When Extinction Is Warranted: Invasive Species, Suppression-Drives and the Worst-Case Scenario

Pages 132-152 | Published online: 25 Nov 2020
 

ABSTRACT

Most current techniques to deal with invasive species are ineffective or have highly damaging side effects. To this end suppression-drives based on clustered regularly inter-spaced short palindromic repeats (CRISPR/Cas9) have been touted as a potential silver bullet for the problem, allowing for a highly focused, humane and cost-effective means of removing a target species from an environment. Suppression-drives come with serious risks, however, such that the precautionary principle seems to warrant us not deploying this technology.
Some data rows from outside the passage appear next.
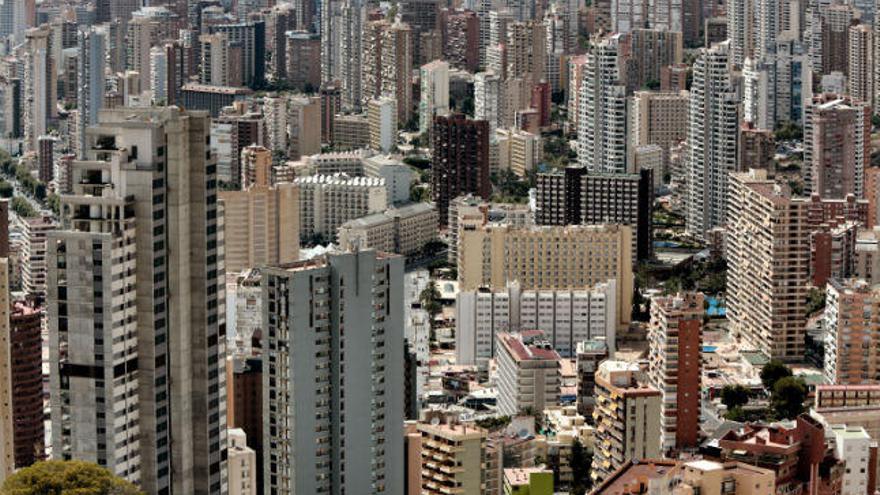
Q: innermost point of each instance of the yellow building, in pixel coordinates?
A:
(548, 257)
(453, 459)
(261, 226)
(734, 478)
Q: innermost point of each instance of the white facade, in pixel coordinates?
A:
(434, 99)
(333, 413)
(90, 81)
(602, 124)
(712, 140)
(853, 446)
(328, 201)
(382, 115)
(565, 317)
(242, 464)
(487, 100)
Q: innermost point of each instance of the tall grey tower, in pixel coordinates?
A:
(333, 386)
(136, 305)
(713, 128)
(91, 48)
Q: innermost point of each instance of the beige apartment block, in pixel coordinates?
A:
(261, 226)
(548, 257)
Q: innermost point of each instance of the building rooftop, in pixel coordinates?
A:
(341, 179)
(633, 477)
(523, 352)
(522, 476)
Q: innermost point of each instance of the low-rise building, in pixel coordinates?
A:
(564, 316)
(328, 201)
(548, 257)
(528, 481)
(528, 375)
(403, 230)
(242, 464)
(627, 418)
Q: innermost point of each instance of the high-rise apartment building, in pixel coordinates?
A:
(712, 133)
(7, 421)
(518, 151)
(460, 160)
(250, 38)
(602, 123)
(39, 85)
(627, 418)
(836, 146)
(769, 254)
(334, 400)
(91, 47)
(652, 49)
(852, 318)
(34, 257)
(138, 263)
(148, 27)
(488, 103)
(434, 94)
(303, 58)
(528, 375)
(26, 352)
(860, 55)
(548, 258)
(675, 339)
(527, 50)
(461, 45)
(659, 118)
(387, 65)
(328, 201)
(261, 225)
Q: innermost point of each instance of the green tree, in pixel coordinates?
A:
(580, 463)
(734, 396)
(67, 477)
(772, 372)
(22, 208)
(789, 394)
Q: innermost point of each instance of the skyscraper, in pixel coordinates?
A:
(488, 100)
(91, 48)
(675, 338)
(602, 135)
(460, 160)
(333, 385)
(769, 255)
(836, 146)
(712, 133)
(139, 263)
(434, 95)
(860, 54)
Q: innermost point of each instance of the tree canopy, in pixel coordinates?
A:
(772, 372)
(68, 478)
(789, 394)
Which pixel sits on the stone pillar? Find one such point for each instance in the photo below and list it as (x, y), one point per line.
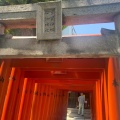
(117, 28)
(2, 29)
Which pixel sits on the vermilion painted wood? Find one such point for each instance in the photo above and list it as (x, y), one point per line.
(12, 101)
(6, 74)
(112, 92)
(44, 108)
(26, 100)
(63, 64)
(29, 107)
(18, 97)
(56, 109)
(68, 75)
(33, 109)
(40, 101)
(48, 103)
(1, 72)
(36, 109)
(8, 94)
(51, 103)
(22, 99)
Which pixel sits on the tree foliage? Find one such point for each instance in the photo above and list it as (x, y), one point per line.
(16, 2)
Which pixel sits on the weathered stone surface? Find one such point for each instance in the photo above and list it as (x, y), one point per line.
(74, 13)
(88, 46)
(78, 3)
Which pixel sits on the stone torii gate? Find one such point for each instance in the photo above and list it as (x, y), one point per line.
(73, 13)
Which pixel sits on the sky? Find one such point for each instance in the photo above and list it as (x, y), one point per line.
(88, 29)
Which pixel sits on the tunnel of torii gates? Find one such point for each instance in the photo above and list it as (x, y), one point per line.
(35, 87)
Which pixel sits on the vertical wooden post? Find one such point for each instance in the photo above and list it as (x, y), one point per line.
(5, 73)
(22, 99)
(18, 97)
(26, 100)
(29, 107)
(12, 102)
(33, 109)
(112, 92)
(7, 98)
(40, 101)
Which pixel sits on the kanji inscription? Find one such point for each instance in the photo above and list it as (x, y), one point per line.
(49, 21)
(49, 17)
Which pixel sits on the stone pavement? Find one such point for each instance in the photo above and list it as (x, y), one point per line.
(72, 114)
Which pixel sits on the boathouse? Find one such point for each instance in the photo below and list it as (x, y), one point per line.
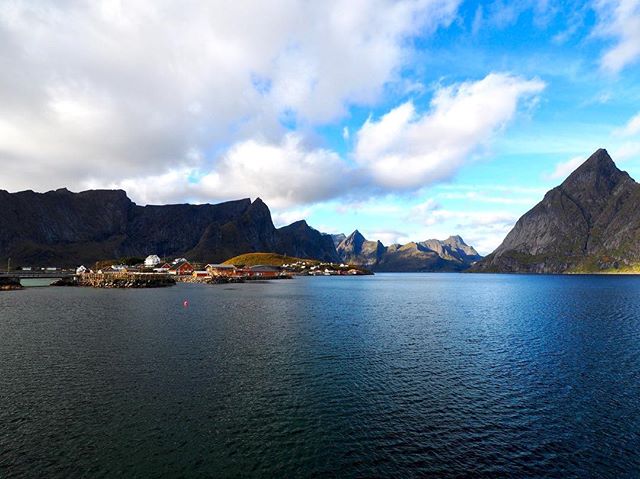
(181, 268)
(221, 269)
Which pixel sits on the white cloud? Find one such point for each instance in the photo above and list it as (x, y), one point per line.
(632, 127)
(405, 149)
(627, 151)
(565, 168)
(619, 20)
(402, 152)
(112, 89)
(284, 174)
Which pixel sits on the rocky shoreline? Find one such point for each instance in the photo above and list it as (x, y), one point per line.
(10, 284)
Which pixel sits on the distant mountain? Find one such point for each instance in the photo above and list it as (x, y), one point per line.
(338, 238)
(590, 223)
(452, 254)
(65, 229)
(355, 249)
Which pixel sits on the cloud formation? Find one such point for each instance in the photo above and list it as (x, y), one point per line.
(406, 150)
(619, 20)
(100, 91)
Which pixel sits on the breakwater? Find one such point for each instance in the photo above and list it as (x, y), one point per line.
(10, 283)
(118, 280)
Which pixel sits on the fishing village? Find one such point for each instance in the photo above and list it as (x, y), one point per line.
(155, 272)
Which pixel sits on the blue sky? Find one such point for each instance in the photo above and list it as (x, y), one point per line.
(407, 120)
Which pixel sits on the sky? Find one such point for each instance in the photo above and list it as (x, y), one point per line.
(404, 119)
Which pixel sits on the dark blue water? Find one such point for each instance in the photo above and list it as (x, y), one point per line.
(394, 375)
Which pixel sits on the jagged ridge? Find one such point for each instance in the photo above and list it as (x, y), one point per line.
(64, 229)
(452, 254)
(589, 223)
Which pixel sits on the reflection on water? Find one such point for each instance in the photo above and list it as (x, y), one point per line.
(405, 375)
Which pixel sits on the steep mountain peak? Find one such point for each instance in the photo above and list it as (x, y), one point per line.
(299, 224)
(588, 223)
(598, 175)
(455, 239)
(356, 235)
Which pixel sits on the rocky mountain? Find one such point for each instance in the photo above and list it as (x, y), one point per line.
(338, 238)
(62, 228)
(452, 254)
(355, 249)
(590, 223)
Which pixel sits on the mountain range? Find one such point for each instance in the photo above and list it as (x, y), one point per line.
(589, 223)
(62, 228)
(452, 254)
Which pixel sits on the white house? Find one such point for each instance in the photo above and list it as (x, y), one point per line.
(152, 260)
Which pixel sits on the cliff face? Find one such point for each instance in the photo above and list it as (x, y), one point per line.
(590, 223)
(64, 229)
(452, 254)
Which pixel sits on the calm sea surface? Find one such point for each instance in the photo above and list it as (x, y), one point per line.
(443, 375)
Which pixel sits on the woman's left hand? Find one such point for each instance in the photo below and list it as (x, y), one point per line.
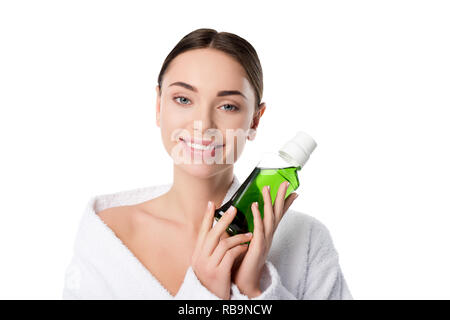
(248, 274)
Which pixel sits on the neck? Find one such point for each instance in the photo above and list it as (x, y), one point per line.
(189, 195)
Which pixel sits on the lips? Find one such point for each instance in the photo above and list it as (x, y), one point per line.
(200, 144)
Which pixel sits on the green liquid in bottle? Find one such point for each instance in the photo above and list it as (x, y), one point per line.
(251, 191)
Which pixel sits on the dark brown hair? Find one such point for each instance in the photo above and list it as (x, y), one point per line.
(237, 47)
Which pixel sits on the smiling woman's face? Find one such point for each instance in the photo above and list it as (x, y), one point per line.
(206, 98)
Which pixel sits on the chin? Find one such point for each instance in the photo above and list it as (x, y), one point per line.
(204, 171)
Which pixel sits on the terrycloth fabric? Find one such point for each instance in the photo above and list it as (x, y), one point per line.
(302, 262)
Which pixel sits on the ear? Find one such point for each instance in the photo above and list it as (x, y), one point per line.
(255, 121)
(158, 105)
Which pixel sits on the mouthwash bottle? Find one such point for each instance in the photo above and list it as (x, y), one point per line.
(272, 170)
The focus of this paper is on one such risk – the danger of a suppression-drive escaping containment and wiping out the target species globally. Here, I argue that in most cases this risk is significant enough to warrant not using a gene-drive. In some cases, however, we can bypass the precautionary principle by using an approach that hinges on what I term the ‘Worst-Case Clause’. This clause, in turn, provides us with a litmus test that can be fruitfully used to determine what species are viable targets for suppression-drives in the wild. Using this metric in concert with other considerations, I suggest that only three species are currently possible viable targets – the European rabbit, ship rat and Caribbean Tree Frog.

Disclosure statement

No potential conflict of interest was reported by the author(s).

Notes

1. For a good discussion of playing god see Evans (Citation2002). Intrinsic value we will return to later, but Rolston (Citation1999) is the only positive argument I can find in favor of this position. For technological reliance, both White (Citation1967) and Scott (Citation2011) provide nice overviews of how technological advances interact with environmental concerns. For pragmatic concerns, work by Roberts et al. (Citation2017), Moran and Jarvik (Citation2010), H. Zhang et al. (Citation2014), and (Citation2015)) talk about why problems like off-target effects, and horizontal gene transfer are, even today, relatively minimal concerns for the technology.

2. It is worth noting here that in some cases the global elimination of the species is actually the goal of the project. One approach that has been floated for dealing with the malaria crisis has been to wipe out malaria-carrying mosquito species using a suppression-drive, in which case scientists are obviously not trying to mitigate the chance of escape (A. A. Hammond et al., Citation2016)

3. It’s been suggested that European rabbits are the first recorded invasive species, with Pliny the Elder noting in the Naturalis Historia (VIII.80) that they were invasive to the Balearic Islands around 75AD where they caused famines, brought down trees, and collapsed houses, leading to Divine Augustus sending a troop of soldiers armed with ferrets to help the region.